Works with Google Cardboard

If you’re not willing to buy the Samsung Gear VR or the Oculus Rift but still want to experience virtual reality, Google Cardboard can be your more affordable option. I don’t think Google will discontinue this product soon (like the Google Glass) but it certainly has more room for improvement. That’s why the tech giant’s decision to open source the Cardboard viewer is good. There are a number of virtual reality tools already and the community of developers and manufacturers are working together to make virtual reality with Google Cardboard better.

Since its launch, hundreds of Cardboard apps have been added to the Google Play Store. You can enjoy a variety of apps from mountain climbs to roller coaster rides to test drives. A lot of people have been discovering how to use their Cardboard whether in schools, homes, or offices. It’s been used for campus tours, vacation planning and marriage proposals already. It seems you can do a lot with it—the possibilities are endless.

Bringing the VR experience to everyone, Google continues to be creative by launching the Works with Google Cardboard. It’s a new program that enables all Cardboard apps to work with almost all Google Cardboard viewers whether made from wood, metal, or plastic. A Google Cardboard viewer can easily be made but dimensions and optics can differ from another viewer. Google aims to solve those differences by launching a tool that automatically configures every app.

For manufacturers, you just need to define key parameters like inter-lens distance, input type, and focal length. A QR code will be given to place on the device which a user needs to scan using the app. Manufacturers can now also apply for a program certification badge.
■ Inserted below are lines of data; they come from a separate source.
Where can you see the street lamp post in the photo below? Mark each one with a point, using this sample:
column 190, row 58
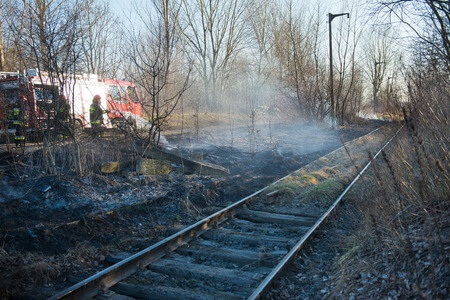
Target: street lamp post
column 375, row 104
column 333, row 111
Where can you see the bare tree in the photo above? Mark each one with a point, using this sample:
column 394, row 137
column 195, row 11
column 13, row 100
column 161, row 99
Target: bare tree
column 348, row 90
column 156, row 64
column 213, row 30
column 101, row 42
column 2, row 48
column 429, row 20
column 301, row 67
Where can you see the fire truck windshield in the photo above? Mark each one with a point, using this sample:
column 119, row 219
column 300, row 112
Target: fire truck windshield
column 9, row 95
column 44, row 94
Design guidelines and the SDK have been updated for a more immersive experience. Google is sharing more knowledge with the developer community. The design guidelines now focus on overall usability while the SDK now includes enhanced head tracking and drift correction. Of course, updates also included support for the Works with Google Cardboard program.

With the Cardboard community growing, more apps have been added to the Google Play collection. Expect to see more apps under new categories like Games, Experiences, and Music and Video.

Google has also worked with the School of Engineering in Trinity College Dublin, specifically the Thrive Audio team. This partnership aims to bring the team’s ambisonic surround sound technology to virtual reality. The company also started to work with the Tilt Brush team known for its 3D painting innovations to make apps.